# Python Update-Problem

## YPenguin

Ich habe folgendes Problem:

# emerge --ask python

These are the packages that would be merged, in order:

Calculating dependencies... done!

[ebuild     U  ] dev-lang/python-exec-2.1 [2.0.1-r1] PYTHON_TARGETS="(python3_5%*)" 

[ebuild     U  ] app-eselect/eselect-python-20151117-r2 [20140125]

[blocks b      ] <app-eselect/eselect-python-20151117 ("<app-eselect/eselect-python-20151117" is blocking dev-lang/python-exec-2.1)

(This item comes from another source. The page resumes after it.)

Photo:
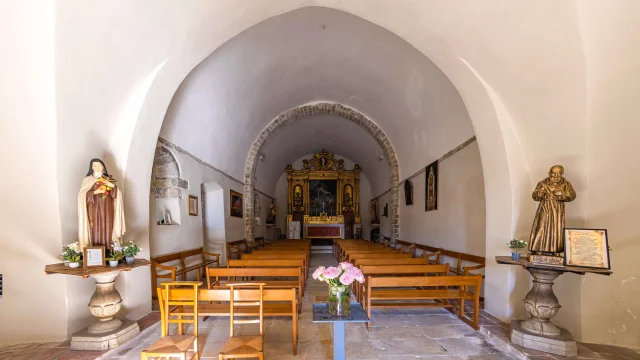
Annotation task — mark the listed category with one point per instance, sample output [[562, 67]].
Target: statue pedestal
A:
[[109, 332], [538, 332]]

[ebuild  NS    ] dev-lang/python-3.5.1-r2 [2.7.9-r2, 3.3.5-r1, 3.4.3] USE="gdbm ipv6 ncurses readline sqlite ssl threads xml -build -examples -hardened -libressl -tk -wininst" 

[blocks B      ] <dev-lang/python-3.4.3-r4:3.4 ("<dev-lang/python-3.4.3-r4:3.4" is blocking app-eselect/eselect-python-20151117-r2)

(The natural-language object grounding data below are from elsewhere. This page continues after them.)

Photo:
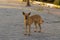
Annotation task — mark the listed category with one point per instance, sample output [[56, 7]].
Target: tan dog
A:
[[28, 20]]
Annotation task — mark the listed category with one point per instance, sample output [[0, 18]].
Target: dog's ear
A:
[[23, 13], [29, 13]]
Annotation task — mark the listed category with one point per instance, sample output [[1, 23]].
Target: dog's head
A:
[[26, 15]]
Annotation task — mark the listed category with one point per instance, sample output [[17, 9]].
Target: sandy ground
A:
[[12, 25]]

[blocks B      ] <dev-lang/python-3.3.5-r4:3.3 ("<dev-lang/python-3.3.5-r4:3.3" is blocking app-eselect/eselect-python-20151117-r2)

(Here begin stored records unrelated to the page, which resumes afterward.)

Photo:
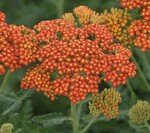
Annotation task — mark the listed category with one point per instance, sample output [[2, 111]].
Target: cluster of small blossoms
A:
[[144, 4], [140, 31], [83, 13], [78, 55], [17, 46], [106, 103], [120, 68], [116, 22], [84, 16], [140, 112]]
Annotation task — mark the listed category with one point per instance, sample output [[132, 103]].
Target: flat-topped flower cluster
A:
[[80, 54]]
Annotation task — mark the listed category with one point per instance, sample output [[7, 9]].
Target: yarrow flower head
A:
[[83, 14], [17, 46], [116, 22], [78, 56], [140, 112], [144, 5], [139, 30], [106, 103]]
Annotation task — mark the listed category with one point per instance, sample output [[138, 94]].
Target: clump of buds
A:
[[139, 30], [106, 103], [17, 46], [140, 112], [116, 22]]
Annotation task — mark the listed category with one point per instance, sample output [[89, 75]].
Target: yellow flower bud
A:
[[140, 112]]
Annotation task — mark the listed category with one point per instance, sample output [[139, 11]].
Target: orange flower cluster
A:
[[84, 16], [78, 56], [17, 46], [83, 13], [144, 4], [106, 103], [116, 22], [140, 30], [120, 68]]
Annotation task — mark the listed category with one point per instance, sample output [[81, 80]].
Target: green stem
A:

[blocks B      ] <dev-lang/python-2.7.10-r4:2.7 ("<dev-lang/python-2.7.10-r4:2.7" is blocking app-eselect/eselect-python-20151117-r2)

 * Error: The above package list contains packages which cannot be

 * installed at the same time on the same system.

  (app-eselect/eselect-python-20151117-r2:0/0::gentoo, ebuild scheduled for merge) pulled in by

    >=app-eselect/eselect-python-20151117-r1 required by (dev-lang/python-3.5.1-r2:3.5/3.5m::gentoo, ebuild scheduled for merge)

    app-eselect/eselect-python required by @selected

    app-eselect/eselect-python required by (dev-lang/python-3.3.5-r1:3.3/3.3::gentoo, installed)

    app-eselect/eselect-python required by (dev-lang/python-3.4.3:3.4/3.4::gentoo, installed)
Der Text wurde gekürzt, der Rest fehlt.